Continuous Optimisation

   Performance Monitoring → Cost Monitoring → User Feedback → Implementation of Improvements

Finally: Selecting the Right Technology for the Right Purpose and Making Pragmatic Judgements

It is crucial not to be misled by the broad concept of “generative AI” and instead make choices based on specific technical requirements. However, it must be emphasised that what is written in this article is merely one example for the purpose of organising one's thinking.

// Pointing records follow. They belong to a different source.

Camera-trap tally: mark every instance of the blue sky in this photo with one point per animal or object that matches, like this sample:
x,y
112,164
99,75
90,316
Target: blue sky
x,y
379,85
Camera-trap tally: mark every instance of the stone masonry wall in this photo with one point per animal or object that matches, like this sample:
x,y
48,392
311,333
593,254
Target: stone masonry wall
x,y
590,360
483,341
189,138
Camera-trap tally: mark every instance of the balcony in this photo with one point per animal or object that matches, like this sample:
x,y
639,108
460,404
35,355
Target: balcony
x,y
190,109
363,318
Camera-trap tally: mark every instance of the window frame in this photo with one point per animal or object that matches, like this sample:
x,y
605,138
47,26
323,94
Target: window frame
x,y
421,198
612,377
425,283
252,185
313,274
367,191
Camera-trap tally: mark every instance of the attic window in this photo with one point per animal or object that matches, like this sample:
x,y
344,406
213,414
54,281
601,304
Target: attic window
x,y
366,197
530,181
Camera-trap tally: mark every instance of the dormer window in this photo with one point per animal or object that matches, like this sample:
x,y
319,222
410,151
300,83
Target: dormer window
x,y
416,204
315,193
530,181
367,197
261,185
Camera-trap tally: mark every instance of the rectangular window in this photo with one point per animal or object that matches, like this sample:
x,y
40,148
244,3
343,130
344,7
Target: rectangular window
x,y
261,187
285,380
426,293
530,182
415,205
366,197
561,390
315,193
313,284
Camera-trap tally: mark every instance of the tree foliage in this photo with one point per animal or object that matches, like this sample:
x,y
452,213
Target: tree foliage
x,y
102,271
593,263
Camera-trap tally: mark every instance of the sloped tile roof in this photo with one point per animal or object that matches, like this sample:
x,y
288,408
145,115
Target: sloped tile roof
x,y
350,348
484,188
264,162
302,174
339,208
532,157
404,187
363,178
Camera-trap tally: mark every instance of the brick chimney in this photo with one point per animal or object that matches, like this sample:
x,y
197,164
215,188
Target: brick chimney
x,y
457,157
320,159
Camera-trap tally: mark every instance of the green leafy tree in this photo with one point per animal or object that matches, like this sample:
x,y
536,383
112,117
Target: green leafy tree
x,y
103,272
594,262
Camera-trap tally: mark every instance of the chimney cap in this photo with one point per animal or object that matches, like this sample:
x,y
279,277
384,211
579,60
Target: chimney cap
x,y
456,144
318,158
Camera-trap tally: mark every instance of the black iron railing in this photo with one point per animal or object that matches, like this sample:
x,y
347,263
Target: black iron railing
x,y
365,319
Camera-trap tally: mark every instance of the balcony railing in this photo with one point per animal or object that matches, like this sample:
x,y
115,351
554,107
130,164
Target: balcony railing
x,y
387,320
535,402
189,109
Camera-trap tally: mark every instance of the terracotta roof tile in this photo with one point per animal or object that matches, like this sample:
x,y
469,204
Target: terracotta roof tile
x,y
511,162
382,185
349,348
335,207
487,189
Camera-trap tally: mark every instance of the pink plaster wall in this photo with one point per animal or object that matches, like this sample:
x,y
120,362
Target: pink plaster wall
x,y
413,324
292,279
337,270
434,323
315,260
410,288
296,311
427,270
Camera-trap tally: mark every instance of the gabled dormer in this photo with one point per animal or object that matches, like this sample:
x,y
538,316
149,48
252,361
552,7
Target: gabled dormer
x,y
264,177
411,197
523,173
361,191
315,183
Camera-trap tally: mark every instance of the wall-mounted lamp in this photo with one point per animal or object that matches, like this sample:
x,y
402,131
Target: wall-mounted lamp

A Practical Technology Selection Process

In actual projects and products, decisions require a combination of the following factors:

Requirements × Budget × Performance Testing = Final Technology Selection

Japanese projects in particular offer even more options:

Examples of Japanese-specialised models:

ELYZA-japanese-Llama-2: Japanese fine-tuned version
Swallow: Japanese LLM developed by Tokyo Institute of Technology
Japanese Stable LM: Japanese version from StabilityAI
Rinna: Specialised for Japanese dialogue
CyberAgent OpenCALM: Commercially available

I wonder whether specialisation in one's own native language outside the English-speaking world might also emerge?
Given that Japanese is often cited as one of the most challenging languages to learn outside Asia, I do find myself thinking that having a strong grasp of it is a significant advantage.
Well, a product specifically targeting Japanese and English might be rather unusual, though.
It depends on the product.
These options must be evaluated along axes such as purpose (conversation vs document generation vs code generation), size (7B vs 13B vs 70B), licence (commercial use permitted or not), and Japanese language capability (via translation vs native training).

A Practical Approach

Clarifying Requirements: Organising using a framework
Narrowing Down Candidates: Selection based on budget and resource constraints
Actual Testing: Performance evaluation using our own use cases
Phased Implementation: Starting small and gradually scaling up

It is crucial to note that English-language evaluation metrics cannot be directly applied to Japanese contexts.

Ultimately, actually testing it in your specific use case will provide the most reliable basis for judgement.

Technology is a means to an end. I imagine those reading this article understand that. Probably.
Clearly define the problem you wish to solve, then select the most suitable technology for it.
If you stumble here, someone will suffer. Tremendously. Yes.
Paradoxically, one might say that when English-speaking regions consider the unique language of Japanese, it presents considerable difficulty.